An unidentified soldier hoses down the gas trial chamber to help control the temperature. The ...

Accession Number P05252.022
Collection type Photograph
Object type Print
Maker Adams, Stan
Place made Australia: Queensland, North Queensland, Innisfail
Date made 1943
Conflict Second World War, 1939-1945
Copyright

Item copyright: Copyright expired - public domain

Public Domain Mark This item is in the Public Domain

Description

An unidentified soldier hoses down the gas trial chamber to help control the temperature. The demountable gas trial chamber MKII has plywood cladding and is covered with scaffolding and a tarpaulin. The chamber was used by the Australian Chemical Warfare Research and Experimental Section, later to be known as the 1st Field Trials Company, Royal Australian Engineers (RAE), and was designed by Dr A H (Hugh) Ennor, Jack Legge and the refrigeration engineer Walter Bassett, in Melbourne, Vic. It was a 100 cubic metre, stainless steel chamber, and was air conditioned to control effects of the northern heat and humidity for more accurate testing of chemical warfare gasses on human volunteers. Despite the sophisticated refrigeration design, the chamber was directly influenced by the heat of the sun. The trial chamber was equipped with air locked doors and an ante room containing pressure gauges and meter monitored by laboratory assistants. During testing the volunteers exercised vigorously (moving sacks) usually for up to an hour, wearing respirators and sometimes with protective ointment and impregnated clothing.

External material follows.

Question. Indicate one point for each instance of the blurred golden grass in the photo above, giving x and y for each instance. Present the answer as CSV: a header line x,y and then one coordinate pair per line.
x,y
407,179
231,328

Without sophisticated instruments to control the release of the gas, Major F S (Freddie) Gorrill (Commanding Officer) used a makeshift method to generate a concentration of gas. Concentrations were achieved by volatising an amount of pure dichloro diethyl sulphide (mustard gas). The chemical was spread on blotting paper, placed on an electric hotplate, and distributed with the aid of an electric fan half a metre away. The walls were saturated with vapour until the concentration stabilised and to maintain as constant a temperature as possible. On the outside, a tarpaulin provided shade for the roof and walls. However, when the volunteers left the chamber the uncontrolled heat and humidity outside multiplied the effect of the chemicals on their clothes and skin. Note the four Porton bubblers in the left foreground. On the right next to the tarpaulin are injector boxes with one of their accompanying gas cylinder visible to the left of the soldier. The handles of more bubblers are visible behind the injector boxes.